Lots of Requirements and No Enforcement
The author of research took into consideration the fact that effective implementation of IFRS depends on country’s institutional arrangements. In other words, benefits from mandatory IFRS adoption in terms of reduction in the cost of equity are expected to be sensitive to whether the new rules are effectively enforced (Li 2010). So, the scholar compared the European countries using such variables as law enforcement (utilizing studies by La Porta et al. (1998); Leuz et al. (2003)), additional disclosures and inconsistencies in standards. This interesting and appealing analysis was presented in Table 5 of his study, which is attached to this post.


Following observations could be made from this table.
First, the best “mutual friends”, Germany and Greece, are among top 4 countries, which had the greatest number of inconsistencies between local GAAP and IFRS. So here we see that Greece is not alone in it is remoteness from modern accounting practice. If you noticed, Spain is leader in terms of inconsistencies with IFRS.  
Second, considering the number of additional disclosures required per IFRS, Greece as well as Spain remain under our focus as leaders of the list.
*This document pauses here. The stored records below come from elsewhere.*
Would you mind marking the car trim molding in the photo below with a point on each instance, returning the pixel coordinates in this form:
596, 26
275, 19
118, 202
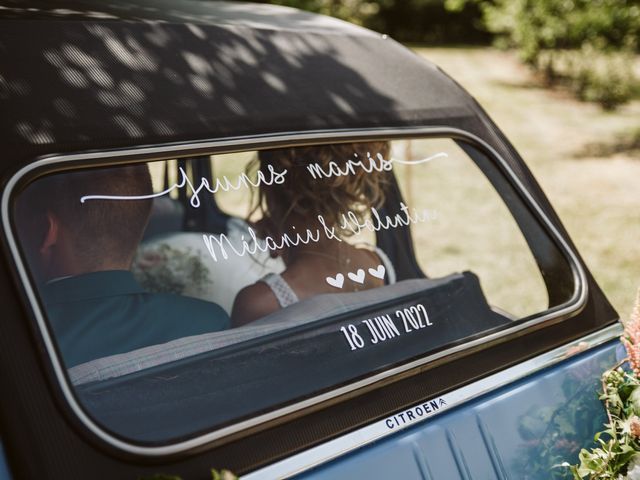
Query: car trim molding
419, 413
170, 151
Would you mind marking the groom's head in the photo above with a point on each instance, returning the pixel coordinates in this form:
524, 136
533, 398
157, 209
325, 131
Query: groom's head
66, 236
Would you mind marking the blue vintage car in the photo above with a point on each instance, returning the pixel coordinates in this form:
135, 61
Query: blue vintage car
240, 236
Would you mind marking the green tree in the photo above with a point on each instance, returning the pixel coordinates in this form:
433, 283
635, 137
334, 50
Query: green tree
587, 44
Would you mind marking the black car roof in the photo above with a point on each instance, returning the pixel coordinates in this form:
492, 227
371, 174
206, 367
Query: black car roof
77, 75
198, 12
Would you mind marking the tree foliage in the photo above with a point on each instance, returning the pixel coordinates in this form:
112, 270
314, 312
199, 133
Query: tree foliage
587, 44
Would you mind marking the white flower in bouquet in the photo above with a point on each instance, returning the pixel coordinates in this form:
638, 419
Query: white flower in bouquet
633, 468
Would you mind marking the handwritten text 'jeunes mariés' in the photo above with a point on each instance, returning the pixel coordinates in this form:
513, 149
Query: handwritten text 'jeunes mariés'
271, 177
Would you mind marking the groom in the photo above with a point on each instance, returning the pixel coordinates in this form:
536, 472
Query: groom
81, 254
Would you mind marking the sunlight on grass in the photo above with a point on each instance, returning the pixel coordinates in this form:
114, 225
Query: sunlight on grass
598, 199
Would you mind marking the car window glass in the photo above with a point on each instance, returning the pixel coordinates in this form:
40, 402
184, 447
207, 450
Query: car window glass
224, 286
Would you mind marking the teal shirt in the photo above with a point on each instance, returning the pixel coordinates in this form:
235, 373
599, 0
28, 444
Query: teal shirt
98, 314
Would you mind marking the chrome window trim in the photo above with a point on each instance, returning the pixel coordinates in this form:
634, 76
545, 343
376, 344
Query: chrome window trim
169, 151
323, 453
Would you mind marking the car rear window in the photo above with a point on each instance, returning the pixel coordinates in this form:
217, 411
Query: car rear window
190, 295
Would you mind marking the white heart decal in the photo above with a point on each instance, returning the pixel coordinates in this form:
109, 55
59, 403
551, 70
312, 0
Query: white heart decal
357, 277
336, 282
377, 272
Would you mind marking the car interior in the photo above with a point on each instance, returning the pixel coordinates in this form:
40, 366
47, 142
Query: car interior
456, 271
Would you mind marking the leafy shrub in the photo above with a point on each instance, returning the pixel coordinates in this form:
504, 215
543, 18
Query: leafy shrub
586, 44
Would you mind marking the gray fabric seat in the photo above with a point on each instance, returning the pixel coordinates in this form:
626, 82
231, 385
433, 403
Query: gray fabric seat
304, 312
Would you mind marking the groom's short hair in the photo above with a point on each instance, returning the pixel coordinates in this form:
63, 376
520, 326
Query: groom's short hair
97, 227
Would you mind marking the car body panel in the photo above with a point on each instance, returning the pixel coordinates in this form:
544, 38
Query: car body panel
515, 431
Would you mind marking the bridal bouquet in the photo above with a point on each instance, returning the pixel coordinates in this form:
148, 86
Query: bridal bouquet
164, 269
617, 453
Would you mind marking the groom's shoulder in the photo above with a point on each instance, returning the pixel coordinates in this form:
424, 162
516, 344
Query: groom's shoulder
171, 307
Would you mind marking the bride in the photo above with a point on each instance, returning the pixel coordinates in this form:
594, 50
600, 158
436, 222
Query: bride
329, 265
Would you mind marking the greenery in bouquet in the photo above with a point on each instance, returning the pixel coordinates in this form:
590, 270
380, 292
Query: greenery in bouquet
617, 452
161, 268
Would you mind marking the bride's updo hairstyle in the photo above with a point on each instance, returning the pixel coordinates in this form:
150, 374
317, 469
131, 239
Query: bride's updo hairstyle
304, 196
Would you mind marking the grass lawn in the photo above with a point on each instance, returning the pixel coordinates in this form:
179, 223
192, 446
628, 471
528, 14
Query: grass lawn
576, 151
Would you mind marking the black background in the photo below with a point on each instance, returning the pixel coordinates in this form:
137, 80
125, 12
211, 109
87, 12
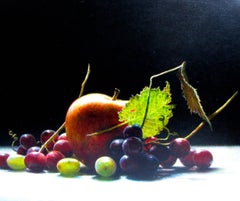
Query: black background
47, 45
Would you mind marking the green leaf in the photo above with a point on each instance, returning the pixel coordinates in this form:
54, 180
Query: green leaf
158, 114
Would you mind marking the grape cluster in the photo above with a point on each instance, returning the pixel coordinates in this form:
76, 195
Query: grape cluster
130, 155
33, 156
140, 157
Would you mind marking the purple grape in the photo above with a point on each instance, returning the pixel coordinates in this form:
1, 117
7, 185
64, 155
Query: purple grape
132, 131
132, 146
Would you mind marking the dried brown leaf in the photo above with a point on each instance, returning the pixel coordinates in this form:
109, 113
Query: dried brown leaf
191, 96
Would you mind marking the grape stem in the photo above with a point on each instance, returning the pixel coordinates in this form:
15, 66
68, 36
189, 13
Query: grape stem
58, 131
211, 116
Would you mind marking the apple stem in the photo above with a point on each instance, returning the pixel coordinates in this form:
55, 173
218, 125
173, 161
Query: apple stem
84, 81
58, 131
116, 93
211, 116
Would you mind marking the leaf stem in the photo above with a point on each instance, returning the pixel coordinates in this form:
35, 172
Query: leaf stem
211, 116
150, 86
107, 130
57, 132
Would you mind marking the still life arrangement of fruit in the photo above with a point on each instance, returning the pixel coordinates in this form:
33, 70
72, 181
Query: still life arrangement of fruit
110, 137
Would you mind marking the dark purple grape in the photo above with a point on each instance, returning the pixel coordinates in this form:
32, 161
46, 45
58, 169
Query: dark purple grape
128, 164
64, 147
132, 131
203, 159
3, 160
148, 162
160, 151
169, 162
132, 146
115, 148
27, 140
45, 135
179, 147
188, 160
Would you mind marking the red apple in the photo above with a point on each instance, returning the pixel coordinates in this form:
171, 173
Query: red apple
89, 114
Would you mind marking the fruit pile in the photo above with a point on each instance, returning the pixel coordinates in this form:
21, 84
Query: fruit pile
110, 136
127, 155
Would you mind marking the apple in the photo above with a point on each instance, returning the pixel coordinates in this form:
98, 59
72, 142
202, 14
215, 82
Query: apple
91, 113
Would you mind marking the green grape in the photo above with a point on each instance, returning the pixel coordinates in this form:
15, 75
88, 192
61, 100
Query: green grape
16, 162
68, 167
105, 166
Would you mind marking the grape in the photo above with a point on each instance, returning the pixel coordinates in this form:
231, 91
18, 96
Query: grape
128, 164
187, 160
3, 160
34, 148
16, 162
52, 159
132, 130
115, 148
68, 167
105, 166
21, 150
35, 161
149, 142
64, 147
27, 140
160, 151
169, 162
148, 162
203, 159
132, 146
179, 147
45, 135
62, 136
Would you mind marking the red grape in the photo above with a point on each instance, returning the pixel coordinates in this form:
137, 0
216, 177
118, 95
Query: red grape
63, 136
52, 159
34, 148
179, 147
21, 150
160, 151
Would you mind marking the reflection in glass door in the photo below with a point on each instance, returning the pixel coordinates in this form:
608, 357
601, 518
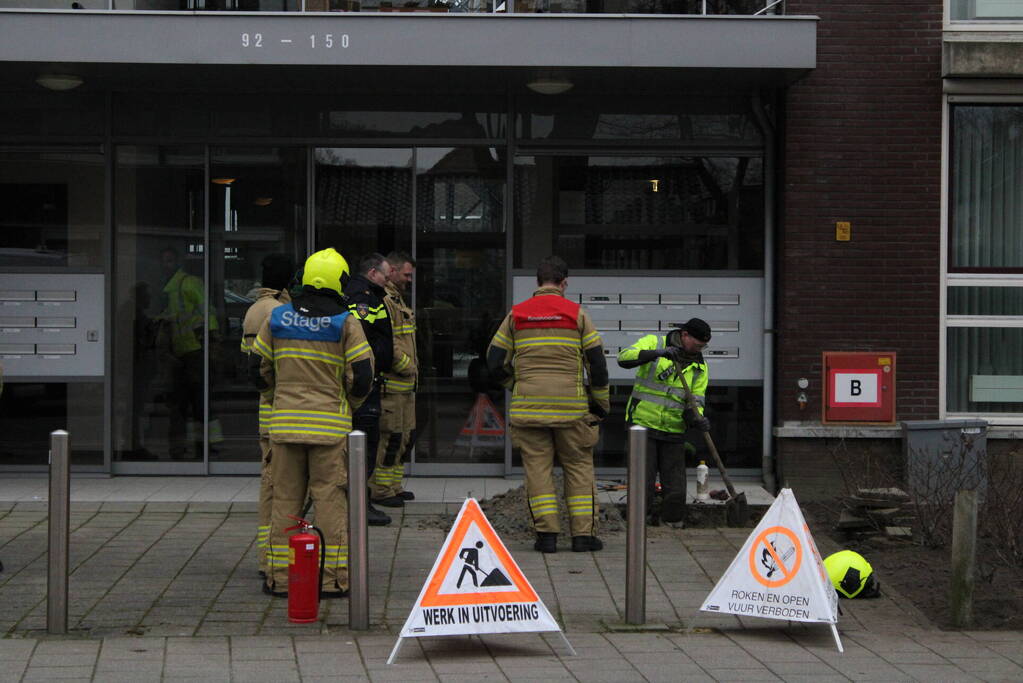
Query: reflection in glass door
257, 211
159, 306
459, 297
364, 203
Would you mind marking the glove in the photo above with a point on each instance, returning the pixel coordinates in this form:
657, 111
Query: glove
673, 354
695, 420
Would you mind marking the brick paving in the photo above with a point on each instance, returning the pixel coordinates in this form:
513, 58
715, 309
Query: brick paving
168, 591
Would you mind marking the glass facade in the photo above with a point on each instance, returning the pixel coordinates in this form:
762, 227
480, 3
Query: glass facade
640, 213
180, 231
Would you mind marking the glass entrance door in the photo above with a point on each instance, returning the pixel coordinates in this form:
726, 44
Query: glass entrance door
445, 206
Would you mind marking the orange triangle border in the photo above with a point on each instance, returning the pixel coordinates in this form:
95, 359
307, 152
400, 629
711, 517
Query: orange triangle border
471, 512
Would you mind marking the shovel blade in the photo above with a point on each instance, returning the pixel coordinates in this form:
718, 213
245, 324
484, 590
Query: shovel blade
737, 510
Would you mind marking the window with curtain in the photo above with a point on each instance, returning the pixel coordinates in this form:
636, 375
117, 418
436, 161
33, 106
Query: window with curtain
984, 321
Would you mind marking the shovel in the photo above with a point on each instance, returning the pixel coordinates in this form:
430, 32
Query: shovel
737, 510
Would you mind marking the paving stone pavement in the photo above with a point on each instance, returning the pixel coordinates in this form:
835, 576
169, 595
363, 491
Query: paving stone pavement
168, 591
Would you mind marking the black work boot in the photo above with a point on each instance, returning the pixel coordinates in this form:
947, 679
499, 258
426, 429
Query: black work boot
586, 544
375, 517
545, 542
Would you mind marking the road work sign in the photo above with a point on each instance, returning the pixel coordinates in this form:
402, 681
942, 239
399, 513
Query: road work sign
476, 587
779, 573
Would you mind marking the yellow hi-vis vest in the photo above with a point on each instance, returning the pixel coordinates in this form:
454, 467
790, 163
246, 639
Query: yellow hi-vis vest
258, 313
658, 398
545, 337
307, 363
404, 367
185, 301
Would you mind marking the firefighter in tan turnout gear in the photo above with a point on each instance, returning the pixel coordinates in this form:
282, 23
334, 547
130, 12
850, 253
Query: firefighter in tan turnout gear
544, 350
316, 366
398, 389
277, 272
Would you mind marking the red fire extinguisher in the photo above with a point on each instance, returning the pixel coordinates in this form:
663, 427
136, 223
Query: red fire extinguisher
304, 580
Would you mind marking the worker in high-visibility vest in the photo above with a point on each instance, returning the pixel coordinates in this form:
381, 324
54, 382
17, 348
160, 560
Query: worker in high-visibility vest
181, 324
277, 272
397, 389
544, 351
658, 403
315, 367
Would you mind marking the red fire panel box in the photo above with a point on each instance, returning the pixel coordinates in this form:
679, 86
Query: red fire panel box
859, 386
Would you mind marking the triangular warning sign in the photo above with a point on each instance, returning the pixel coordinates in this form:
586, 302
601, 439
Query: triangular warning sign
483, 420
476, 586
779, 573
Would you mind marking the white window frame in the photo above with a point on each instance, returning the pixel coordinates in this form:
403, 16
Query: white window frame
966, 279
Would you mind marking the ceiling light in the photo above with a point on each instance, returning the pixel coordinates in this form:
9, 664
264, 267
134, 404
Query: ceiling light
549, 86
59, 81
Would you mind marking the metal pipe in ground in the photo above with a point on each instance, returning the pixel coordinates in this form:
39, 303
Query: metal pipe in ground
635, 545
58, 528
358, 534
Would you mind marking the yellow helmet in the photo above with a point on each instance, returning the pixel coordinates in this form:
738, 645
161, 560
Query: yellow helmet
851, 575
325, 270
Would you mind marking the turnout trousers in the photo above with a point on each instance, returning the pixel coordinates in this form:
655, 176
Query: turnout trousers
324, 468
397, 422
265, 504
573, 446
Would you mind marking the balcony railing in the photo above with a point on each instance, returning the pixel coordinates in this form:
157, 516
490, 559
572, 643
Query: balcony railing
985, 10
690, 7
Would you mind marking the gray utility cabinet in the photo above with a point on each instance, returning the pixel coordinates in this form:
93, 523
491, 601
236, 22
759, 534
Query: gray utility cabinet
944, 456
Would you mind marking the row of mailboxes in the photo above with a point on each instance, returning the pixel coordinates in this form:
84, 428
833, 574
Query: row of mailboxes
716, 326
18, 349
38, 294
18, 322
732, 306
658, 299
51, 326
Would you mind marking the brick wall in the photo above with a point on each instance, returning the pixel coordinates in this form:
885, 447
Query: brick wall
861, 142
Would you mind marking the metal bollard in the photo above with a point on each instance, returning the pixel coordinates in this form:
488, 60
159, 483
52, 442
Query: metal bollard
58, 526
635, 540
358, 536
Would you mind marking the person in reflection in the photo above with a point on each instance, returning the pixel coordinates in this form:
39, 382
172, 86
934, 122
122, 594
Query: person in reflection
278, 269
544, 351
143, 365
181, 336
397, 389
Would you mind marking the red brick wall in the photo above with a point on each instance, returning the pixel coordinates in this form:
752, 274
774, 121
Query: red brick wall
861, 142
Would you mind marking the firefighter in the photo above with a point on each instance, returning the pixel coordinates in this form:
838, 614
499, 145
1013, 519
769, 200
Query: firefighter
365, 300
315, 367
543, 351
851, 575
658, 403
397, 390
277, 272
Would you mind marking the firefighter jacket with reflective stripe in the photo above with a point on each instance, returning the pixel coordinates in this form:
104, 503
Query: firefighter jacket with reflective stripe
365, 301
546, 337
258, 313
404, 367
658, 398
307, 363
185, 299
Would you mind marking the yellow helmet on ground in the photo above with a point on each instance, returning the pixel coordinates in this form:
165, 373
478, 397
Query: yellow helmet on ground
851, 575
325, 270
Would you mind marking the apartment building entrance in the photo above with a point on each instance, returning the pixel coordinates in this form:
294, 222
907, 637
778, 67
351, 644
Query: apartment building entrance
445, 206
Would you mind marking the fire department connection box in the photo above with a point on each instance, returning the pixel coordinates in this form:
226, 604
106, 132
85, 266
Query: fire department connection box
859, 386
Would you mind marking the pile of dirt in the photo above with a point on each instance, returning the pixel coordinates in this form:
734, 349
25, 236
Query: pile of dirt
923, 575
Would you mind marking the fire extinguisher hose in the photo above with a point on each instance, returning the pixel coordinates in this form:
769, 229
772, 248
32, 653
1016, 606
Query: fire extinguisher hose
319, 584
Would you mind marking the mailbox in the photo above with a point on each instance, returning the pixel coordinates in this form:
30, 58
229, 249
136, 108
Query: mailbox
859, 386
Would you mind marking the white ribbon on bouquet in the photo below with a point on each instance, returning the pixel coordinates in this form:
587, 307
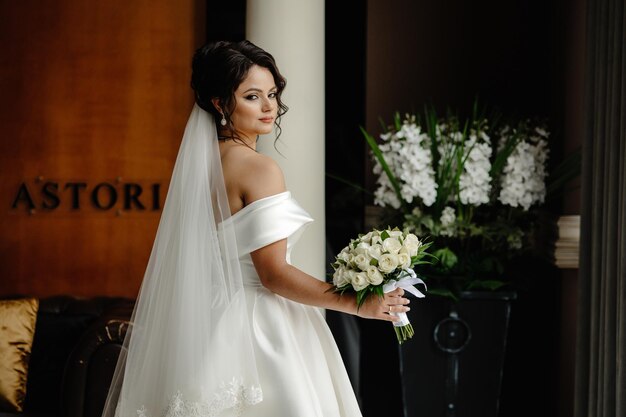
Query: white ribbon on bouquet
406, 281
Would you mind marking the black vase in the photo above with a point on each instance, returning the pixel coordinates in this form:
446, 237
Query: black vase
453, 365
Germany occupied middle ranks. This shows that financial statements of the Greek and Spanish entities based on local GAAP were less transparent than the other European countries. Even newly accepted Poland and Czech Republic did better job in a convergence process.
Finally, according to the table the worst enforcement ratings belong to Greece, Italy, Spain, and Portugal. Does it remind you something? The problems with sovereign debt and liquidity touched exactly the same list of countries. I wonder if investment analysts use the enforcement ratings as factor to hedge investments of their clients, it would be good thing to do so.
But what can we infer from Greece’s ratings? Having the biggest number of inconsistencies and necessity of additional disclosures under IFRS the country faced huge challenge to enforce accurate financial reporting. On the other hand, low level of legal enforcement and development of institutions impeded this process.
This pattern of reasoning might leads us to the same conclusion regarding Greek tax system. As my Greek acquaintances evidence that the tax and legal system in Greece is overcomplicated and not easy to comply with. Thus, in the situation of low level of law enforcement, the efforts to evade taxes might be rather successful.  As a result this impacts tax collectibility and ability of country to meet its debt service obligations.
Quite another issue is the level of indebtedness of the Greek private businesses, particularly banks. Given the information above, can we rely on their IFRS financial statements and do they reflect actual financial position of businesses?

By the way
Kebab mix
By the way, I do not have anything against Greece or Greek people. In fact, last week I was in Greek restaurant and had fabulous dish of mixed kebab, which comprised of chicken, pork, and lamb meat as well as sheftalia… yummm, delicious! J

References
La Porta, R., F. Lopez-de-Silanes, A. Shleifer, and R. Vishny. 1998. Law and finance. The Journal of Political Economy 106 (6): 1113–1155.
Leuz, C., D. Nanda, and P. Wysocki. 2003. Earnings management and investor protection: An international comparison. Journal of Financial Economics 69 (3): 505–527.
Li, S. 2010. Does Mandatory Adoption of International Financial Reporting Standards in the European Union Reduce the Cost of Equity Capital. The Accounting Review 85 (2):  607-636
Nobes, C., ed. 2001. GAAP 2001: A Survey of National Accounting Rules Benchmarked Against International Accounting Standards by Andersen, BDO, Deloitte Touche Tohmatsu, Ernst & Young, Grant Thornton, KPMG, PricewaterhouseCoopers. New York, NY: J Wiley & Sons.